Existing debt has a negative coefficient.
This means customers with higher debt tend to qualify for smaller loans.
# Model summary
summary(loan_model)$r.squared
## [1] 0.9991784
99% of variation in Loan Amount is explained by the predictors.

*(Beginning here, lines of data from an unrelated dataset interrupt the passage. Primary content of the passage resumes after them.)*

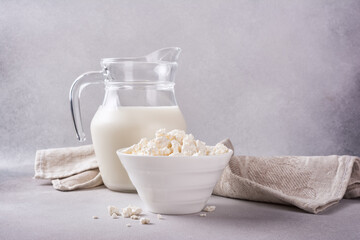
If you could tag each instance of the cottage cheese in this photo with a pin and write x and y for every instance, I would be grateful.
(174, 143)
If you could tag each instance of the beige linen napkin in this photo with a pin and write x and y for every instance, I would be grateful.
(311, 183)
(68, 168)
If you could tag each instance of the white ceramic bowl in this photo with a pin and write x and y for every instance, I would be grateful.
(174, 185)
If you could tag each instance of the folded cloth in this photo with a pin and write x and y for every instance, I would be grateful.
(68, 168)
(311, 183)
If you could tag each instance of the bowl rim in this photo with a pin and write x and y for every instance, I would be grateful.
(119, 152)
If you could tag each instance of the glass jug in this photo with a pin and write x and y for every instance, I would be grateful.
(139, 99)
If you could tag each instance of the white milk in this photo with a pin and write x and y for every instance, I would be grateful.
(112, 129)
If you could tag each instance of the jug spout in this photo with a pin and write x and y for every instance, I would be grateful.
(170, 54)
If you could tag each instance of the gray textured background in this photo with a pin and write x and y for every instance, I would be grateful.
(277, 77)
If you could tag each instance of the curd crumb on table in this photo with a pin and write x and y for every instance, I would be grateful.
(112, 210)
(174, 143)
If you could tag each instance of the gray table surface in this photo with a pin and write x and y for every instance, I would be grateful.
(32, 209)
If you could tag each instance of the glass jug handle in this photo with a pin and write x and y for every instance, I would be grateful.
(79, 84)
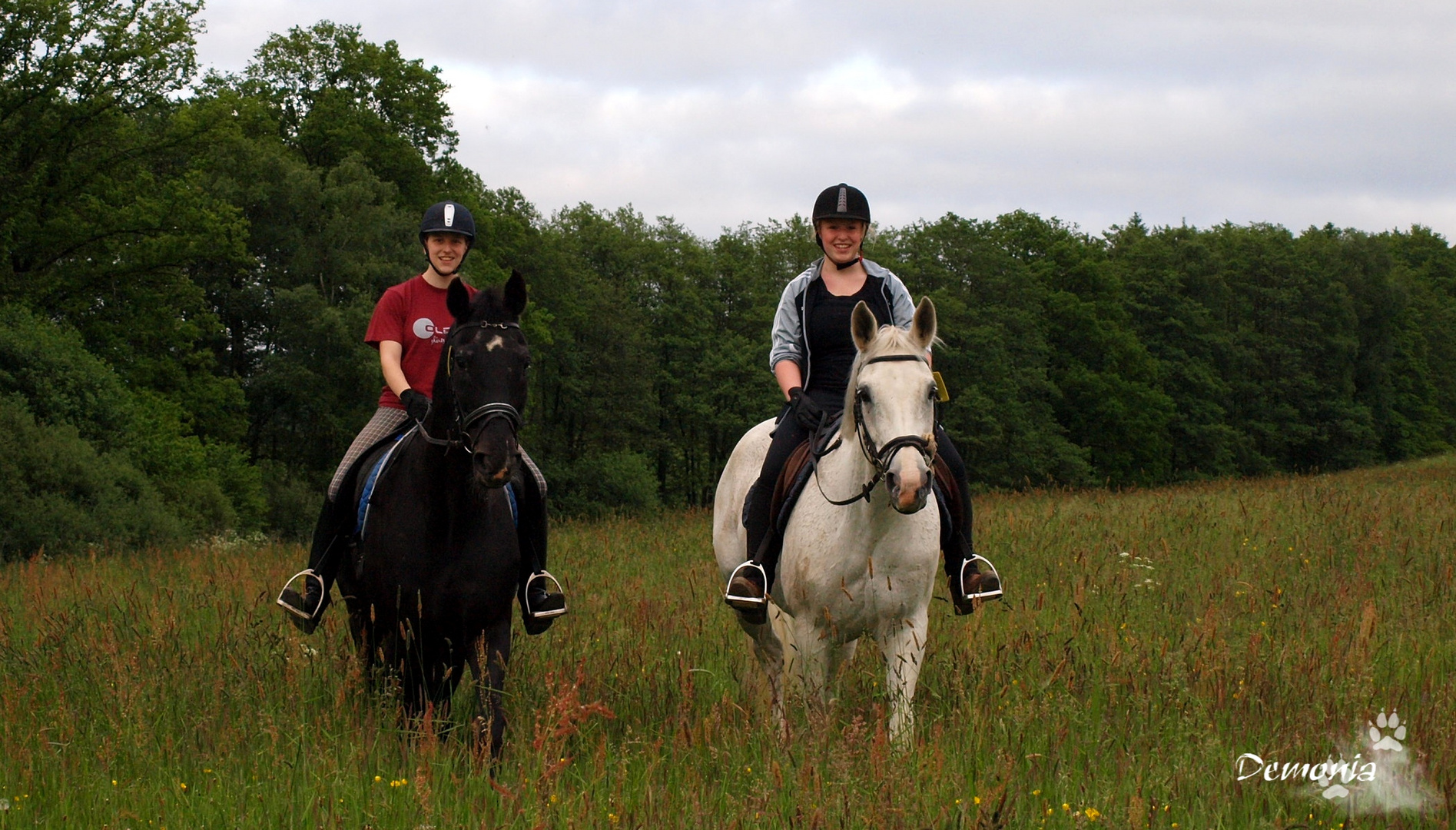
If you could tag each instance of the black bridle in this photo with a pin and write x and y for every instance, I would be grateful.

The model fits the data very well.
# Diagnostic plots
par(mfrow = c(2,2))
plot(loan_model)
-Linearity
-Normality
-Constant variance
-Outliers
# Correlation matrix
cor(loan_data)
## Income CreditScore YearsEmployed ExistingDebt LoanAmount
## Income 1.0000000 0.9969160 0.9962972 0.9985626 0.9993296
## CreditScore 0.9969160 1.0000000 0.9948066 0.9972470 0.9980156
## YearsEmployed 0.9962972 0.9948066 1.0000000 0.9957446 0.9962036
## ExistingDebt 0.9985626 0.9972470 0.9957446 1.0000000 0.9985536
## LoanAmount 0.9993296 0.9980156 0.9962036 0.9985536 1.0000000
pairs(loan_data)
# Predict for new customer
new_customer <- data.frame(
Income = 9000,
CreditScore = 730,
YearsEmployed = 6,
ExistingDebt = 1500
)
predict(loan_model, new_customer)
## 1
## 16769.42
The multiple linear regression model showed that Income, Credit Score, and Years Employed positively influence Loan Amount, while Existing Debt negatively affects Loan Amount. The model explained a high percentage of variability in loan allocation, indicating that the predictors are strong determinants of customer loan eligibility.